The LLM offers great fishing for reds, trout, snook, and occasionally tarpon. It's a phenomenal resource that is not crowded, and parts of it rival the Bahamas in water clarity and sheer beauty. (Make no mistake, I love the Bahamas and have averaged 3 trips there annually the past 6 years). 

There are pros and cons of the seasons, I just go when I can. My favorite time is late fall or winter, especially if you have a 4 or more day window to catch the right weather.

For guides, I flyfish only.
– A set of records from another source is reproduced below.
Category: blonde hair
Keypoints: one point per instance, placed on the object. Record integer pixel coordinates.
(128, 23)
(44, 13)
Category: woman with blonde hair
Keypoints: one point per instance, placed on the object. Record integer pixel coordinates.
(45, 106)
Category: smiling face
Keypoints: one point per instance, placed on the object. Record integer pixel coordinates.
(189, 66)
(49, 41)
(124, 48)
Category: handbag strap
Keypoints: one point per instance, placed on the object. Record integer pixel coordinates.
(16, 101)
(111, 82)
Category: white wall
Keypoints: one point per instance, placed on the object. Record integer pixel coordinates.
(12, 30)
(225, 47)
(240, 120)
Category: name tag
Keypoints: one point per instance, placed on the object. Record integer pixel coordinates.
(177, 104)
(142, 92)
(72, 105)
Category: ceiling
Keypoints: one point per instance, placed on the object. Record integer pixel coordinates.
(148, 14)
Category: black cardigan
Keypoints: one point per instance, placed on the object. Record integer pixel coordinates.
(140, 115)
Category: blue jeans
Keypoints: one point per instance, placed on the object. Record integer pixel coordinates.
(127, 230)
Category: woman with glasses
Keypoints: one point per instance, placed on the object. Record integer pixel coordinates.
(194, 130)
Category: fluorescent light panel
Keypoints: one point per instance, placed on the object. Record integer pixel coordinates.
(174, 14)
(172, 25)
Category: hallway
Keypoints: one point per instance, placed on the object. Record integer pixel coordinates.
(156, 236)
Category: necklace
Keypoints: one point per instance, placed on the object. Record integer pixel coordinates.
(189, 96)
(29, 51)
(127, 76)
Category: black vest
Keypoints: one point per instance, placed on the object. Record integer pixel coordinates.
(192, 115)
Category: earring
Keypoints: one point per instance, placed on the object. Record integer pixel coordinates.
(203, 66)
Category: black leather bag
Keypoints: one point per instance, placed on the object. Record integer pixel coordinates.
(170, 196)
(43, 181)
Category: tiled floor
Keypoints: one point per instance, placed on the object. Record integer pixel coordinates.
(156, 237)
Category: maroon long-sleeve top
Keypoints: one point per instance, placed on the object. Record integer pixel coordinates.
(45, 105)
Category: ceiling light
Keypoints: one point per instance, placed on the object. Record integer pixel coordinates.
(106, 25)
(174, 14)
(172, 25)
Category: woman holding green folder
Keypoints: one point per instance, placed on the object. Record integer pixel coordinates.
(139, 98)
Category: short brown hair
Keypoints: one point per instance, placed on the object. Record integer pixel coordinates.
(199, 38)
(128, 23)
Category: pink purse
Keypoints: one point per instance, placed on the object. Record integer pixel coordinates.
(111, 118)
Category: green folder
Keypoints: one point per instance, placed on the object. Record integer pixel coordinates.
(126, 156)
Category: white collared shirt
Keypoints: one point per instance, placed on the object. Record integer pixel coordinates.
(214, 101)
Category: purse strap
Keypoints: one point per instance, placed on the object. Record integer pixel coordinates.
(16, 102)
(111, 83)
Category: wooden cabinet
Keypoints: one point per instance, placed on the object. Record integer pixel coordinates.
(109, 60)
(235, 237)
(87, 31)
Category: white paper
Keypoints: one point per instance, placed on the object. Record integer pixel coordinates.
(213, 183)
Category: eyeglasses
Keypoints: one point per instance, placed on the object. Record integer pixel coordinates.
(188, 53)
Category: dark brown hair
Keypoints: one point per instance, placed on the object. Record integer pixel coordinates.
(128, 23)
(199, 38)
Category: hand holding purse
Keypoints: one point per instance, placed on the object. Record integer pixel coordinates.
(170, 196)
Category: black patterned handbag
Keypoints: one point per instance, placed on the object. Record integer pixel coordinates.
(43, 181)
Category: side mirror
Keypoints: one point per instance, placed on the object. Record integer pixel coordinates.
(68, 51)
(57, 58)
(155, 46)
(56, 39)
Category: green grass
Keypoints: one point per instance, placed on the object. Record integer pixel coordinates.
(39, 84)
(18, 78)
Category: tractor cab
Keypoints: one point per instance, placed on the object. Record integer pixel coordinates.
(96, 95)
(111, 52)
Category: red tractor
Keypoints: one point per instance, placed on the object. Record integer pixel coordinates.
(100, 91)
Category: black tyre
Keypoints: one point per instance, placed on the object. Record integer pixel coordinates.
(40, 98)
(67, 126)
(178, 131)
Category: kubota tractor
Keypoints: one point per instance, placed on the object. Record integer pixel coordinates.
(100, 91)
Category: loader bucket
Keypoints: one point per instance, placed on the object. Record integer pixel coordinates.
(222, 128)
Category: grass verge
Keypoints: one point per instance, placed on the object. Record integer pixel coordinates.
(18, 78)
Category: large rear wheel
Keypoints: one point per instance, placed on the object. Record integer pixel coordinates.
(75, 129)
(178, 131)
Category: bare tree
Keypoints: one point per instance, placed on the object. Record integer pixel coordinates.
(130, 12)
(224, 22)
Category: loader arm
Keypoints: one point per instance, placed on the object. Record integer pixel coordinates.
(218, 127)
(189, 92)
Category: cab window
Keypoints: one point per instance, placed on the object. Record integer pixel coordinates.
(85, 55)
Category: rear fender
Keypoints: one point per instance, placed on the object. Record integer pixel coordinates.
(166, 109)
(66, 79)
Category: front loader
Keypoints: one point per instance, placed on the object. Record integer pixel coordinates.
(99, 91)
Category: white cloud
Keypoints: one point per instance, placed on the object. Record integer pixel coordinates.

So here's my go to list LLM-Eric Glass, Bryan Robinson, Tim Obrien. The Port A Rockport area, I'm usually kayak fishing, but there are a few old school guides and several up and coming ones-Travis Glidden, Scott Sommerlatte and I've heard great things about Doc Haralson.

If you need further info, pm me and I'll be happy to give you my additional .02


----------



## sjrobin (Jul 13, 2015)

Mcraft if you like what you see on my videos from the thread Texas coast: view from the skiff call me or send contact info through my web gulfcoastedgellc.com 
I do not have a home waters base for sight casting the Texas coast. I will not waste our time on marginal weather or tide days. Port Mansfield (Laguna Madre) is my personal favorite in Texas, but I am comfortable in all of the bays. I welcome you to try all of the guides mentioned above before you contact me.


----------



## WhiteDog70810 (May 6, 2008)

American has daily commuter flights from DFW to Corpus Christi. It is about an hour gate to gate. I wouldn't waste the time on the drive if I were you unless you had your own boat. Even then, I'd only drive down once to leave it in on the coast and just rent a truck at the airport thereafter.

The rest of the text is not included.